Figure 1 shows a flyback power supply that has low noise and uses a simple CMOS CD4093 IC for its control. The electrical noise of a converter arises mainly when current switches on. Diode recovery and charging parasitic capacitances create high di/dt, which is the main cause of noise. The converter in Figure 1 has a low noise level, because it slowly switches current on at nearly zero voltage. The converter works in the boundary between discontinuous and continuous mode and switches on when the drain voltage is at its lowest value. To avoid working with low gate voltages, which would cause excessive MOSFET losses, ZD1 conducts and enables the input gate of the CD4093 when the voltage is high enough. When the supply starts, the auxiliary nonisolated winding through D3 keeps the gate input high. When the MOSFET is on, current increases linearly until the base of Q5 starts to conduct, and this transistor turns the MOSFET off. The flyback operation then starts, and the primary energy charges the output capacitors. During this phase of operation, D5 and R6 keep Q5 conducting and the MOSFET off. When the energy has discharged, D5 stops conducting, as do the secondary diodes, so no recovery problems exist.

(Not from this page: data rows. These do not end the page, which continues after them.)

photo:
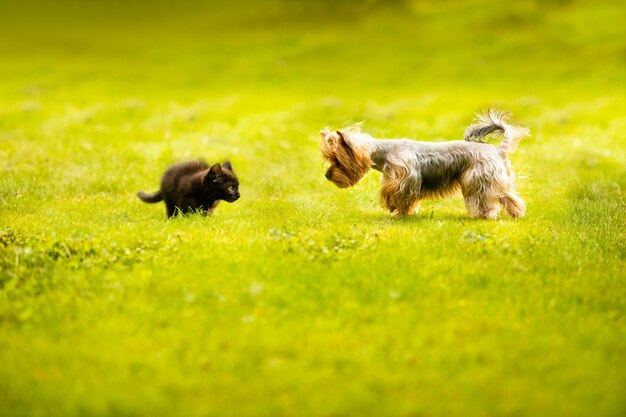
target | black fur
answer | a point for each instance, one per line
(192, 186)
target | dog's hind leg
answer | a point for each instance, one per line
(513, 204)
(409, 205)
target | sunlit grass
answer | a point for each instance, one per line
(301, 298)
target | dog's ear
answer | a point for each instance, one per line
(344, 140)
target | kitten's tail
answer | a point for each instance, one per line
(496, 121)
(150, 198)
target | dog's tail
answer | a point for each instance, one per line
(496, 121)
(150, 198)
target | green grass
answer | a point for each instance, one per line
(301, 298)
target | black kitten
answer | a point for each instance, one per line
(194, 186)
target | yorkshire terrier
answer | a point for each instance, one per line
(414, 170)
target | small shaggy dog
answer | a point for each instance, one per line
(414, 170)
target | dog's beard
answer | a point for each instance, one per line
(340, 178)
(349, 161)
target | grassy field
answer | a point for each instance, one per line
(302, 299)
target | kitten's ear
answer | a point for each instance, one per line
(216, 169)
(227, 165)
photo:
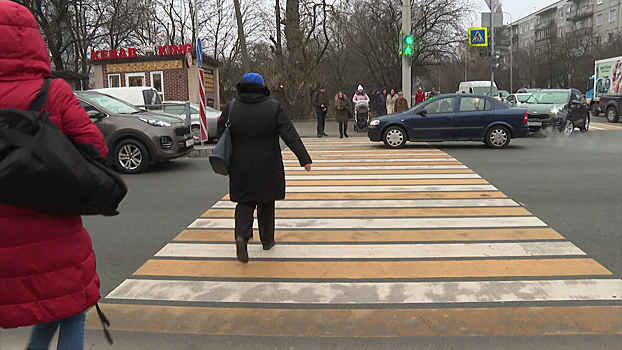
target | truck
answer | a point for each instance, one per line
(607, 79)
(612, 105)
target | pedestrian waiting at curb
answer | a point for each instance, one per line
(257, 176)
(343, 113)
(391, 102)
(382, 102)
(47, 265)
(320, 103)
(401, 104)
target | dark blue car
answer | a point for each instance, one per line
(452, 117)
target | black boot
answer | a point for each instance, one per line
(241, 251)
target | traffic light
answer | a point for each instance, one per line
(409, 45)
(494, 62)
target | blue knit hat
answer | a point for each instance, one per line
(253, 78)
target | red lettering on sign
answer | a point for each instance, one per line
(177, 49)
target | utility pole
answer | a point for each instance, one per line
(406, 60)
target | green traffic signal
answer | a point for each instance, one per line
(409, 42)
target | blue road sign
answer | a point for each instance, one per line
(478, 36)
(199, 53)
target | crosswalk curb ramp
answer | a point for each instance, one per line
(374, 243)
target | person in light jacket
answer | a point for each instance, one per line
(257, 176)
(47, 263)
(382, 102)
(343, 113)
(391, 102)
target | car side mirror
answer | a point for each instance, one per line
(95, 114)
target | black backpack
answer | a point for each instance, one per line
(42, 169)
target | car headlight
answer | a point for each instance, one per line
(154, 122)
(556, 110)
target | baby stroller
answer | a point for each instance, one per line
(361, 115)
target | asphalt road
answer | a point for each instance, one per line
(572, 184)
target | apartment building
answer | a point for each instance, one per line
(599, 20)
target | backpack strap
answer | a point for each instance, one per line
(41, 100)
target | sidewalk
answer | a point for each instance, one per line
(305, 128)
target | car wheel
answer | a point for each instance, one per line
(130, 157)
(568, 128)
(394, 137)
(586, 125)
(498, 137)
(594, 110)
(612, 115)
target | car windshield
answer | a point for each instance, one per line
(485, 90)
(110, 104)
(549, 97)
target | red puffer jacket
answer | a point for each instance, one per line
(47, 264)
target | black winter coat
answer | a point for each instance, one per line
(257, 121)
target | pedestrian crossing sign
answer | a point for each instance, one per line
(478, 36)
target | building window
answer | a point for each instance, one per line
(157, 82)
(135, 79)
(114, 80)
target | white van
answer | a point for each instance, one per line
(134, 95)
(481, 87)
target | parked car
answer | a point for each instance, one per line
(481, 87)
(452, 117)
(135, 137)
(517, 99)
(178, 108)
(612, 105)
(559, 109)
(134, 95)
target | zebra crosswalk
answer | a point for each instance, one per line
(374, 242)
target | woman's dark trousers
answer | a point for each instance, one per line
(265, 218)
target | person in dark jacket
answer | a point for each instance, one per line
(257, 176)
(401, 104)
(382, 102)
(320, 103)
(343, 113)
(47, 264)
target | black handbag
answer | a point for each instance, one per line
(223, 152)
(42, 169)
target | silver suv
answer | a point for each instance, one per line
(136, 138)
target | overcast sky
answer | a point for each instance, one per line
(517, 8)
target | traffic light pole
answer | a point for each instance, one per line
(493, 60)
(406, 68)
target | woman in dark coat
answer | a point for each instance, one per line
(342, 107)
(257, 177)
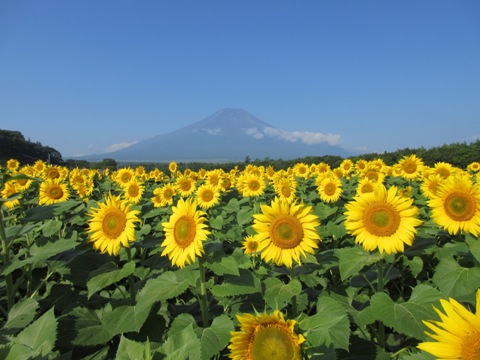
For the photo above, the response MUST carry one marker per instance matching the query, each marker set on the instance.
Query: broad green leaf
(244, 216)
(226, 265)
(352, 260)
(183, 344)
(216, 337)
(330, 325)
(323, 211)
(474, 245)
(278, 294)
(110, 276)
(216, 222)
(246, 283)
(40, 335)
(454, 280)
(21, 314)
(41, 252)
(51, 227)
(90, 328)
(406, 317)
(130, 350)
(168, 285)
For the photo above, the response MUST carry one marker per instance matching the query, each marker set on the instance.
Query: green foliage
(61, 298)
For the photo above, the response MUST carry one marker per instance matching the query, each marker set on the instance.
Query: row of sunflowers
(365, 261)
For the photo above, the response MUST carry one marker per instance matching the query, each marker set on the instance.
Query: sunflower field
(364, 261)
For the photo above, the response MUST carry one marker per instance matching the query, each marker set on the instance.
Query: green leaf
(216, 337)
(130, 350)
(90, 328)
(110, 275)
(51, 227)
(329, 325)
(278, 294)
(244, 284)
(406, 317)
(40, 335)
(41, 252)
(352, 260)
(244, 216)
(226, 265)
(474, 245)
(216, 223)
(21, 314)
(454, 280)
(182, 343)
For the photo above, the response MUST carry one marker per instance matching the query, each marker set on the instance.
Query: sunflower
(250, 245)
(265, 336)
(185, 185)
(251, 184)
(53, 191)
(286, 231)
(9, 189)
(285, 188)
(457, 334)
(382, 219)
(409, 167)
(112, 224)
(184, 233)
(207, 196)
(329, 188)
(133, 191)
(456, 205)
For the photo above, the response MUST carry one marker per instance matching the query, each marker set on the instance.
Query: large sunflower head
(112, 224)
(457, 334)
(185, 233)
(265, 337)
(456, 205)
(382, 219)
(53, 191)
(286, 232)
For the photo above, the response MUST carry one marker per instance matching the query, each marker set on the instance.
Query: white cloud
(306, 137)
(119, 146)
(255, 133)
(215, 132)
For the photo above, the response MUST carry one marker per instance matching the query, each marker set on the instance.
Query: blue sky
(86, 77)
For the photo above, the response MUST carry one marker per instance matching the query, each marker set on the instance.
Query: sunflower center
(253, 185)
(410, 167)
(381, 220)
(114, 223)
(184, 231)
(286, 232)
(207, 195)
(460, 206)
(133, 190)
(273, 342)
(55, 193)
(330, 189)
(286, 191)
(471, 346)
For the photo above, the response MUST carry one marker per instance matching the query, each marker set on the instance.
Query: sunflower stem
(131, 279)
(6, 260)
(380, 287)
(294, 297)
(203, 294)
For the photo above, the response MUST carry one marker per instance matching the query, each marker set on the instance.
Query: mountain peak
(227, 120)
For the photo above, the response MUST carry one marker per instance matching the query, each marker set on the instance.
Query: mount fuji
(227, 135)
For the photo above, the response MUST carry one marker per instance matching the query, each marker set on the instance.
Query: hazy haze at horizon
(91, 77)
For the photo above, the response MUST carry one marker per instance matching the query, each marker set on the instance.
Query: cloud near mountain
(306, 137)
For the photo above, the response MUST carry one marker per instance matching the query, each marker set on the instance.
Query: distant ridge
(225, 136)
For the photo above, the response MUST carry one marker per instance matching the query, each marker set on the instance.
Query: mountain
(227, 135)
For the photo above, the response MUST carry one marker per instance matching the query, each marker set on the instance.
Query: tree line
(13, 145)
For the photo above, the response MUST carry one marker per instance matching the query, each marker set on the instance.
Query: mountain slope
(226, 135)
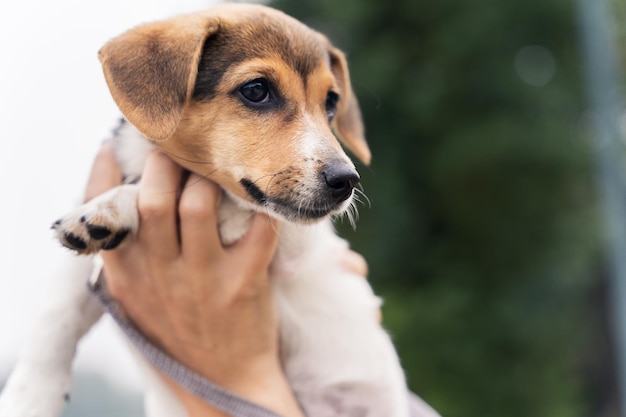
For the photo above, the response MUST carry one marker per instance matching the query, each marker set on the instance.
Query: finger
(157, 201)
(355, 263)
(105, 173)
(199, 235)
(259, 244)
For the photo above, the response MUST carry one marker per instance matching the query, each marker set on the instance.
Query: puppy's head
(248, 97)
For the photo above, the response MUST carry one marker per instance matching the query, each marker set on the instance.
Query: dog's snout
(341, 180)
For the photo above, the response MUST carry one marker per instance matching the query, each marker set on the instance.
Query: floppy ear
(151, 71)
(348, 123)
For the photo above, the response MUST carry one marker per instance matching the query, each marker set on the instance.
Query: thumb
(259, 243)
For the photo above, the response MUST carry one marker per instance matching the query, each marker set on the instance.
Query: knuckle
(193, 208)
(153, 207)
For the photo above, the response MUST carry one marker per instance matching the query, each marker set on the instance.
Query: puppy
(247, 97)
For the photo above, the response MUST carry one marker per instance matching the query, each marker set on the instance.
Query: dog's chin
(299, 212)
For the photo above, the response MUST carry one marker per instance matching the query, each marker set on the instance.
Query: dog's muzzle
(340, 180)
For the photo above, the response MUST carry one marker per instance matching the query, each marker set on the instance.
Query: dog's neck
(294, 242)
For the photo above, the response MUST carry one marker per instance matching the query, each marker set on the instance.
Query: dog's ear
(151, 71)
(348, 123)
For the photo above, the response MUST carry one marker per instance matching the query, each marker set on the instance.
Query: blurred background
(486, 229)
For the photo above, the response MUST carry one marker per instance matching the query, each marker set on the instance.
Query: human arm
(207, 306)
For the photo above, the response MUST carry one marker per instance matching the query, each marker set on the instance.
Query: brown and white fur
(249, 98)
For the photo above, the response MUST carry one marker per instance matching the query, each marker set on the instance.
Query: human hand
(209, 307)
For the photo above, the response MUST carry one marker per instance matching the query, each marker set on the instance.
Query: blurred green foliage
(482, 234)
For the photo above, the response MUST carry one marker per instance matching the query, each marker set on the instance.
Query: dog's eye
(331, 105)
(256, 91)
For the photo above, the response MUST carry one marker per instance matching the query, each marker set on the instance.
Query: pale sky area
(54, 111)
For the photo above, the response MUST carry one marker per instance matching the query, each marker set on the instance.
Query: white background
(54, 111)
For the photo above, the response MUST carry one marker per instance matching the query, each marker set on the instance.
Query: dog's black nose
(340, 179)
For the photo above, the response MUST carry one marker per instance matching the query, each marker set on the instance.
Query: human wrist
(271, 392)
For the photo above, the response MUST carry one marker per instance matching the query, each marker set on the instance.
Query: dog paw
(102, 223)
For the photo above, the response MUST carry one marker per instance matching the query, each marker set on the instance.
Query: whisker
(173, 155)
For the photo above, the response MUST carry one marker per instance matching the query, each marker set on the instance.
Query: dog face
(248, 97)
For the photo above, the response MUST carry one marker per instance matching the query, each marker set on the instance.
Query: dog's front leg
(102, 223)
(40, 383)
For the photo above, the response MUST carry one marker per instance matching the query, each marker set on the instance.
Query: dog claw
(74, 241)
(98, 232)
(116, 240)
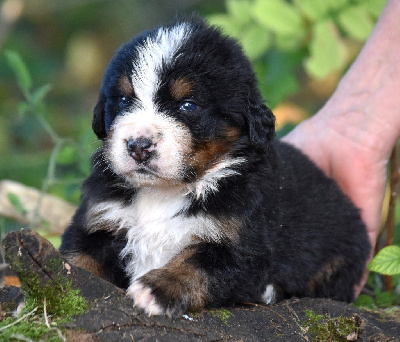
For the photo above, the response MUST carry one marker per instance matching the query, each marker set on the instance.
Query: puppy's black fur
(251, 219)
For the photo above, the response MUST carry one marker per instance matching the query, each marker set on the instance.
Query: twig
(46, 320)
(297, 320)
(19, 319)
(390, 222)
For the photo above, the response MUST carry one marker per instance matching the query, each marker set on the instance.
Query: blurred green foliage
(311, 36)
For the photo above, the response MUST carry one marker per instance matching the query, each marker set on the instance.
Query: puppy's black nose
(140, 149)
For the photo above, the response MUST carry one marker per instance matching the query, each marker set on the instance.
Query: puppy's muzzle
(140, 149)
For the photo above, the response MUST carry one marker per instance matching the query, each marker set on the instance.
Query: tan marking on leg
(180, 281)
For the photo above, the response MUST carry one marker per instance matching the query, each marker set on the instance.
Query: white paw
(143, 298)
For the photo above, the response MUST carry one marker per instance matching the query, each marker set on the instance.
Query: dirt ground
(111, 316)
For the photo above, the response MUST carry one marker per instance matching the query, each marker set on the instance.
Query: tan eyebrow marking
(125, 85)
(180, 88)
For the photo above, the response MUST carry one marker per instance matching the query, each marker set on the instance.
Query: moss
(324, 328)
(56, 301)
(222, 314)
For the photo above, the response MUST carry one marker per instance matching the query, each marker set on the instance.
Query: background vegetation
(53, 54)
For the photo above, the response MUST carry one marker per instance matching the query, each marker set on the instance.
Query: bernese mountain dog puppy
(191, 203)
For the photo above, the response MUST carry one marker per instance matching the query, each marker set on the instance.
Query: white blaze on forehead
(156, 51)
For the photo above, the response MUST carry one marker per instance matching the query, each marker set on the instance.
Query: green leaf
(356, 21)
(279, 16)
(313, 9)
(327, 51)
(373, 7)
(40, 93)
(23, 107)
(20, 69)
(227, 24)
(17, 204)
(255, 41)
(387, 261)
(239, 9)
(67, 155)
(335, 5)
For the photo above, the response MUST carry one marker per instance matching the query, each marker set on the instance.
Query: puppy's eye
(188, 106)
(124, 101)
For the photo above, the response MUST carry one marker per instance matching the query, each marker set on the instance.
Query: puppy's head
(179, 103)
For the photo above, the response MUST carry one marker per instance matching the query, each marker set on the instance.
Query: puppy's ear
(261, 124)
(98, 123)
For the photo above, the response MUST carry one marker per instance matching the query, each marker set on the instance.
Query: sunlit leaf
(336, 4)
(279, 16)
(20, 69)
(227, 24)
(22, 108)
(67, 155)
(17, 204)
(255, 41)
(374, 7)
(313, 9)
(387, 261)
(239, 9)
(327, 52)
(40, 93)
(356, 21)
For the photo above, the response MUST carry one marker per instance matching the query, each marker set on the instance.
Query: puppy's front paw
(144, 299)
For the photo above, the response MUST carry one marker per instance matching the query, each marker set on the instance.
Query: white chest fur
(157, 229)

|Figure 1.||Using a simple CMOS IC, this flyback power-supply circuit exhibits extremely low noise.|
The time constant of R5 and C5 keeps the MOSFET off for a while. The output capacitance of the MOSFET plus the parasitic capacitance of the primary resonate with the primary inductance and the voltage decreases. R5 and C5 allow the MOSFET to turn on when the voltage has reached the minimum value. The values are valid only for this case. The circuit of Figure 1 not only minimizes turn-on losses, but also reduces electrical noise. Voltage regulation uses traditional techniques, using a TL431. The optocoupler current adds to the shunt current. Because the MOSFET turns on when current is zero, the gate resistor may be high, so parasitic capacitances charge slowly, further reducing switching noise. The circuit around Q4 is optional; you can use it in most power supplies. It kills the current glitch when Q3 turns on. It is more effective than the usual RC circuit, and it allows a low duty cycle at low loads. Note that many of the component values in Figure 1 are undesignated; you should determine these values to fit the application.